I’m back from holidays and money is tight

Dear Aunty B,

I am in retail and worked all through Christmas. But as usual money is tight and I am sick of suffering summer stress of checking my daily bank balance and the usual January/February scramble for funds. Any ideas?

Simon F, Sydney


Hi Simon,

You and everyone else! I think the entire business community would like to press the fast-forward button to mid-March.

There is a lot you can do, and if the office is now a little quiet, it is the time to do it. It might seem like you have irregular cash flow but I am sure you would have a distinct pattern in the chaos.

I assume you have a bookkeeper. (If you haven’t, get one immediately! They can come in for a few hours and for less than $200 a week, and you can spend that time selling and marketing.)
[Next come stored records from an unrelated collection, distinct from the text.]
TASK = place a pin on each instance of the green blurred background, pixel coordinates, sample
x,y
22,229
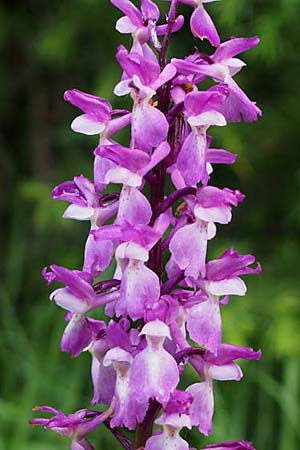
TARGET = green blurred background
x,y
51,46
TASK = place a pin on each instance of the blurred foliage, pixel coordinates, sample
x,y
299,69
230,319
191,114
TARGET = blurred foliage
x,y
49,47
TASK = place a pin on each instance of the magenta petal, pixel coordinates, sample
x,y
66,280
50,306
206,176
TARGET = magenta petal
x,y
131,11
139,287
202,408
238,106
131,159
134,207
150,10
188,247
149,126
96,107
203,27
83,444
205,326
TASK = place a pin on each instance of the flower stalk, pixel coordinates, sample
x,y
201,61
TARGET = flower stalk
x,y
162,307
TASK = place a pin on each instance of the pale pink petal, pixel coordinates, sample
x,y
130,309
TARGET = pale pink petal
x,y
87,125
205,326
202,408
79,212
233,286
225,372
188,247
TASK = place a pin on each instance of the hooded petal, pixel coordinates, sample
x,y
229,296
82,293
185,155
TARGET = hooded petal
x,y
96,107
134,207
139,287
131,11
149,126
203,27
77,335
188,247
204,324
238,106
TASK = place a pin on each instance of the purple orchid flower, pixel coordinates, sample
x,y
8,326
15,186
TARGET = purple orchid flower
x,y
174,418
154,372
103,374
222,279
219,367
129,168
189,244
222,66
140,286
138,357
201,110
97,115
142,24
127,410
79,298
86,205
74,426
142,79
201,23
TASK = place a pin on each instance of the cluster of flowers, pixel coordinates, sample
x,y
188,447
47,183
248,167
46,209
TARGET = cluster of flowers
x,y
164,301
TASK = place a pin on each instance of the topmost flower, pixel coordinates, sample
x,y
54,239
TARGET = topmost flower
x,y
202,25
142,24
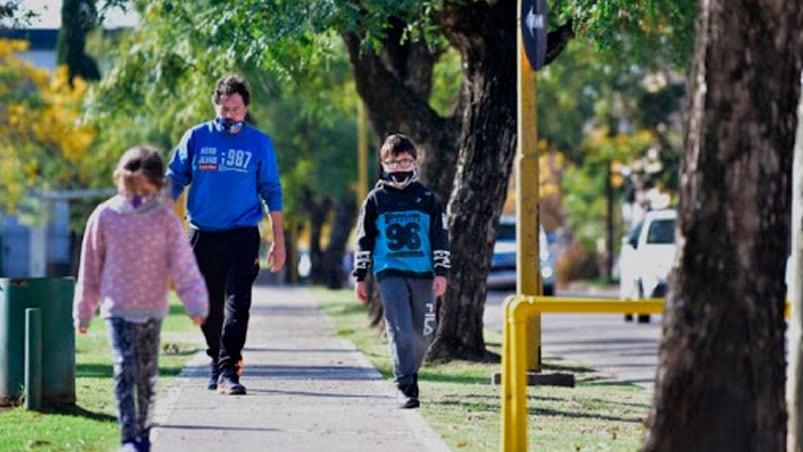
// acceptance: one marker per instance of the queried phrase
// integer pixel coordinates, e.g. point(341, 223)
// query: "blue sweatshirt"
point(402, 232)
point(228, 173)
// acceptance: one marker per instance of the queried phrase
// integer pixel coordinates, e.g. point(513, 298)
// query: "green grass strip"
point(91, 425)
point(463, 407)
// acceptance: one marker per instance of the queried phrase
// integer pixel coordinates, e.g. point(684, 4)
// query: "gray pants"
point(405, 302)
point(135, 355)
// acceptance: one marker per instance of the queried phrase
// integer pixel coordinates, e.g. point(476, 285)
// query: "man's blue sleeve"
point(268, 183)
point(179, 170)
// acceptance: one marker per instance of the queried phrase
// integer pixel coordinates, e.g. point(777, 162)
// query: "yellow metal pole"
point(519, 339)
point(528, 272)
point(507, 376)
point(362, 154)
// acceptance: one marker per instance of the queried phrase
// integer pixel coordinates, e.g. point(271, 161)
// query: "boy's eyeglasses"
point(403, 163)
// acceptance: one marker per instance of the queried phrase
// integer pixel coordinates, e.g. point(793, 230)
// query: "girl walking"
point(132, 244)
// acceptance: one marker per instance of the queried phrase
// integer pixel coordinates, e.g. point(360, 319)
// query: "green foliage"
point(650, 32)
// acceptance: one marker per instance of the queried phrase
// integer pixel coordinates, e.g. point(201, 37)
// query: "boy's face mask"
point(401, 179)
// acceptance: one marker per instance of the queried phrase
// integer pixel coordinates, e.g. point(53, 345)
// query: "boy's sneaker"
point(144, 444)
point(408, 397)
point(214, 375)
point(229, 383)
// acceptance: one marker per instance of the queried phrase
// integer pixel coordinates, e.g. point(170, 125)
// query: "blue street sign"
point(533, 31)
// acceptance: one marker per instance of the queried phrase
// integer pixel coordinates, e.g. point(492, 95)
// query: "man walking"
point(231, 169)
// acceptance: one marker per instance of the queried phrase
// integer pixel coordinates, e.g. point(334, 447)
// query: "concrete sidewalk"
point(308, 390)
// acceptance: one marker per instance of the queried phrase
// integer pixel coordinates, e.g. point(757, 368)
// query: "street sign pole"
point(531, 44)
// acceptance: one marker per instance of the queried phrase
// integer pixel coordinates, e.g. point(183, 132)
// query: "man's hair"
point(141, 161)
point(396, 144)
point(231, 84)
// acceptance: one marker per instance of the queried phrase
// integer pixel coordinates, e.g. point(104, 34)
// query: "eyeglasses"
point(403, 163)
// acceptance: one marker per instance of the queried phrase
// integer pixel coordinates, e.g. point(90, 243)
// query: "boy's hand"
point(361, 290)
point(439, 286)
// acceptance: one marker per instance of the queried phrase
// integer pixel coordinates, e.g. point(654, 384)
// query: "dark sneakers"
point(408, 395)
point(229, 383)
point(214, 374)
Sit down with your lovely bookkeeper (well, my bookkeeper is lovely) and do a detailed cash flow assessment. Make sure you highlight the times of the years when the financial screws tighten. Get your lovely bookkeeper to put it all into a spreadsheet.

Then plan ahead and work out when you could put aside some money so you won’t have to turn to credit cards or overdraft. Do the same with your stock levels; are you carrying too much stock at quieter times? Meet with your clients and check when their needs are. Look at organising inventory better with suppliers and through sales and discounts.

Organise a meeting between your bookkeeper and those who chase invoices. Chase invoices aggressively and offer discounts for early payment. Can you meet with suppliers and order smaller amounts of stock? Can you organise bulk deals for discounts? Use this time also to look at other systems. How is your CRM software working? It could be a great time to start a marketing campaign.

It’s also a good time to look around and get competitive quotes on a wide range of services. Talk with others in your industry and see what ideas they have.

And stay determined. It’s easy to get swept up again and forget the summer stress of the plummeting bank balance.

Good luck Simon,

Your Aunty B.



Cassandra Scott at Laurus writes: Thank you Aunty B! Finally somebody who recognises the value of a good bookkeeper in business!!


So many times you hear the response to “Help I have a cashflow problem” as “Go and talk to your accountant about it”, when in fact a much less expensive option, and one that can come and work with you both on and in your business, is the humble bookkeeper. Get somebody into your business who can keep your day-to-day bookwork up-to-date, provide you with reports on a regular basis on what your receivables and payables are, give you balance sheets and profit and loss statements, and help you understand the information that is contained in them.


Bookkeepers in many places are much maligned. Business owners don’t think that they value add and unfortunately, that myth is sadly often perpetuated by those in the accounting world.


On behalf of the bookkeepers of this world… thank you!